Tobias en aurait bien rit, s'il n'avait pas craint que la jeune et belle sorcière ne détourne les yeux de sa potion pour l'immoler de son regard enflammé. Il aurait bien voulu lui répliquer qu'être aussi distraite ruinait peut-être nombre de potions, mais que c'était surtout un sacré avantage pour une sorcière de son acabit. Mais pour un tel outrage, il risquait très certainement d'être maudit sur trois générations, cependant il n'en aurait pas moins raison ! Elle était une voyante, pas une potionniste, par le Loup ! Après tout, que lui importait de savoir réaliser une potion contre les rhumatismes, quand elle pouvait prévoir l'avenir, d'une seule vision ? Bon, ce n’était peut-être pas exactement le pouvoir dont on tirait le plus orgueil, mais tout de même... elle était presciente et respectée par la Communauté en tant que telle !

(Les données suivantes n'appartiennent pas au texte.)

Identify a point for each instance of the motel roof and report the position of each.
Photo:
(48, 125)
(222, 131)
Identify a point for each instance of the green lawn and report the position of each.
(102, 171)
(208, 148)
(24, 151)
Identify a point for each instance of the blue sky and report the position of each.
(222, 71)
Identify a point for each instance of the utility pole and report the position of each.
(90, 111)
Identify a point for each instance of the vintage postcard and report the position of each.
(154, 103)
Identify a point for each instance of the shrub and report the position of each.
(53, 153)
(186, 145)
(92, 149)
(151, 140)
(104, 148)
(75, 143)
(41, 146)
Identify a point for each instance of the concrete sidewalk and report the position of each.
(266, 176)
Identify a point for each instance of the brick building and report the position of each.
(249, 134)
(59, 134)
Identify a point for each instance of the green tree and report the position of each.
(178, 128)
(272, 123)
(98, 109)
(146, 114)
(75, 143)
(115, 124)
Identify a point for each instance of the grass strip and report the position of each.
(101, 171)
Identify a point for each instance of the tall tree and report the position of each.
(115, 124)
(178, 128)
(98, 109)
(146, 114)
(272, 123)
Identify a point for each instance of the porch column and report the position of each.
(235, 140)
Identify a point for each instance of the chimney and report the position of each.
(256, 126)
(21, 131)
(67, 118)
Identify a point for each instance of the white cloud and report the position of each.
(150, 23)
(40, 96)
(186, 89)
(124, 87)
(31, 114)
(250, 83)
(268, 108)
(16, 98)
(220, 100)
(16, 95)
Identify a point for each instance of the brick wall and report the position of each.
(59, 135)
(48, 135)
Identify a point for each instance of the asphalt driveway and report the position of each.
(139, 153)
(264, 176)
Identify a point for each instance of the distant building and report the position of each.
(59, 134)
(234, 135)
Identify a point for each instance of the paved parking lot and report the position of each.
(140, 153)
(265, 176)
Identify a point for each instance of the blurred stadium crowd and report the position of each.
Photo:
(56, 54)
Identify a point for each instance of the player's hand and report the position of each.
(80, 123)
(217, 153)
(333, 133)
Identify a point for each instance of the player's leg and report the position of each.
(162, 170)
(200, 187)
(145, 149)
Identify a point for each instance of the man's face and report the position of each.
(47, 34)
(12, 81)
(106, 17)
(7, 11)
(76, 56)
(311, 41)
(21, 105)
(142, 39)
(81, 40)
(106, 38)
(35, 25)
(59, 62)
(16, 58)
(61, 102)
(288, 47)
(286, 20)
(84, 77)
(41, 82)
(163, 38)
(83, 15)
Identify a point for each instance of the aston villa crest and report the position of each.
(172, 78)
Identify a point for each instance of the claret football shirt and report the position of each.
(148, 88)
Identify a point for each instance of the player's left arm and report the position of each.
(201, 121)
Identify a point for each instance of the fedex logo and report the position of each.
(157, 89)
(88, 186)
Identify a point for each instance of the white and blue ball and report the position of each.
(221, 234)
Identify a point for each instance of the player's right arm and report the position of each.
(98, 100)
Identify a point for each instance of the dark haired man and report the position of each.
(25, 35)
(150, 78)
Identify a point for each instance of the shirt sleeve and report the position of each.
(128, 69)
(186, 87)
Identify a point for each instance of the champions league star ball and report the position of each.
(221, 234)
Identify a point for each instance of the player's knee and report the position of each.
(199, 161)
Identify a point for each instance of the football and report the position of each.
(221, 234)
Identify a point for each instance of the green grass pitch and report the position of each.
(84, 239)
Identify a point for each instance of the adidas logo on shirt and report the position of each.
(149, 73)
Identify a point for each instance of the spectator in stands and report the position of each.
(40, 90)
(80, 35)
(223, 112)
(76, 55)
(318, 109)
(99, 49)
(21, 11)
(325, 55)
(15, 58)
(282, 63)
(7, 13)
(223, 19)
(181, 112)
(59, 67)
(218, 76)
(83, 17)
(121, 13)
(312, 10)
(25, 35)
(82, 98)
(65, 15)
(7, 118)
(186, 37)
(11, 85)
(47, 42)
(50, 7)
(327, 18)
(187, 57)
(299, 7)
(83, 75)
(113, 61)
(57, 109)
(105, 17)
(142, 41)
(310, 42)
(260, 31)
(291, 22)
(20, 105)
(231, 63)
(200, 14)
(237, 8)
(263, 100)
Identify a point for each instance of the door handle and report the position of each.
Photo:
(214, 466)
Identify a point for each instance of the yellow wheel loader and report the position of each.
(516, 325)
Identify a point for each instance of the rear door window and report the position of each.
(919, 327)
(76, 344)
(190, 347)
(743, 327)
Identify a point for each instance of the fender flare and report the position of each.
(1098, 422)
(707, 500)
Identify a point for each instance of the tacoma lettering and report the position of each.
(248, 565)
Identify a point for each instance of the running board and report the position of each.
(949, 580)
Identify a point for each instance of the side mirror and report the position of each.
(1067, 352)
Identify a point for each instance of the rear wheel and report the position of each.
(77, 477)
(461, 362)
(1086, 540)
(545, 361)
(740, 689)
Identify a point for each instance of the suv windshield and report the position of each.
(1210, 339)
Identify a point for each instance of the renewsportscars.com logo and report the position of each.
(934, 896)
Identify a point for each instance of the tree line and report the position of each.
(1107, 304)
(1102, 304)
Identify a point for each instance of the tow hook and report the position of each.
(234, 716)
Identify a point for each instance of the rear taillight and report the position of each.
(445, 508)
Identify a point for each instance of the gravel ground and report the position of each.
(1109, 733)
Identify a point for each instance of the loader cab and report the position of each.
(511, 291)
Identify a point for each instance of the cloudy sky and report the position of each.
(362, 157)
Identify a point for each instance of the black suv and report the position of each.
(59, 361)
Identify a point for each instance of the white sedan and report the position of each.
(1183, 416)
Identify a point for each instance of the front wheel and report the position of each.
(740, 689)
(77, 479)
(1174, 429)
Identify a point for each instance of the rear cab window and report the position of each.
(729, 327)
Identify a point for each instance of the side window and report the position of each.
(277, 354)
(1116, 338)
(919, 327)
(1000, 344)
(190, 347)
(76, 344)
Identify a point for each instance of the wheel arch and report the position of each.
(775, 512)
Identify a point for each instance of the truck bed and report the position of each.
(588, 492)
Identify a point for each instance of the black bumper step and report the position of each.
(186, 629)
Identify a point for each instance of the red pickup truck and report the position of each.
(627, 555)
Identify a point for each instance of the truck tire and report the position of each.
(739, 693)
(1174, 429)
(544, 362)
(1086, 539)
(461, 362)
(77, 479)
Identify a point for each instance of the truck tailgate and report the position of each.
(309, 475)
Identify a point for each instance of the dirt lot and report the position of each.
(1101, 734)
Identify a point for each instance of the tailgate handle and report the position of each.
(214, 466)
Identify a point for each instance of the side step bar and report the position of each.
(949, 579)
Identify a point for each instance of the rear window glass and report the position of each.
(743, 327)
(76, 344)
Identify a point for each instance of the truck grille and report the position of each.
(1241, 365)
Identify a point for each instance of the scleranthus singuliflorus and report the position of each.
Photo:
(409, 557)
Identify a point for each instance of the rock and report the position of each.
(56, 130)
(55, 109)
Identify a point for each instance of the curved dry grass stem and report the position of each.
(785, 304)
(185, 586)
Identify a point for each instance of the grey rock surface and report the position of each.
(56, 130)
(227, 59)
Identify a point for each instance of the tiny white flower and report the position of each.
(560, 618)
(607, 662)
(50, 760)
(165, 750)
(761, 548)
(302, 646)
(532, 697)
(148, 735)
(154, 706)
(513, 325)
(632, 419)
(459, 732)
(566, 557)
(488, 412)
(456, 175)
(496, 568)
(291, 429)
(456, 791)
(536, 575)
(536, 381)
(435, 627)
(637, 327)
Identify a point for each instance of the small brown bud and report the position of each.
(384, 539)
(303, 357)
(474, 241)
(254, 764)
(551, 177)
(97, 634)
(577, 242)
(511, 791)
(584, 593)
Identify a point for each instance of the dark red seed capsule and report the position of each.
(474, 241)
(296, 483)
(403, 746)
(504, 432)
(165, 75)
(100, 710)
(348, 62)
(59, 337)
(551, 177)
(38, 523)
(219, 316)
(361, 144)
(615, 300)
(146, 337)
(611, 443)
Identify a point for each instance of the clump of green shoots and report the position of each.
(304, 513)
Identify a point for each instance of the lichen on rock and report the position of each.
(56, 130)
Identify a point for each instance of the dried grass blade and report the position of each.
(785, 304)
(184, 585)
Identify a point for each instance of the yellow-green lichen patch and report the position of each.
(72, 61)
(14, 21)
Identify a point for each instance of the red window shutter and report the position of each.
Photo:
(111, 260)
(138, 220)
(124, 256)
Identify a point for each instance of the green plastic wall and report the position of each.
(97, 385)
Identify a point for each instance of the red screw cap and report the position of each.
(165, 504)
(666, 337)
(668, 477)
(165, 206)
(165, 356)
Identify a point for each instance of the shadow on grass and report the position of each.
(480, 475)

— Peut-être que ta magie n'est pas exactement ce que tu aurais escompté, mais vois les choses du bon côté. Tu sèmes le bonheur, là où certaines ne gâtent le sol que de cadavres et sorts infâmes. Je ne devrai même pas encore avoir besoin de te le dire…

Elle soupira et se dégagea de son étreinte, pour aller vider le contenu de sa potion loupée dans le récipient prévu à cet effet. Elle nettoya ensuite, sous le regard patient de Tobias, son chaudron d'un sort de propreté. Une fois cela fait, elle alla ranger ses instruments et ses produits dans la grande armoire à ingrédients en ébène qui se trouvait à l'extrémité de son laboratoire. Tout dans ses mouvements et sa moue prouvait à Tobias qu’elle était accablée.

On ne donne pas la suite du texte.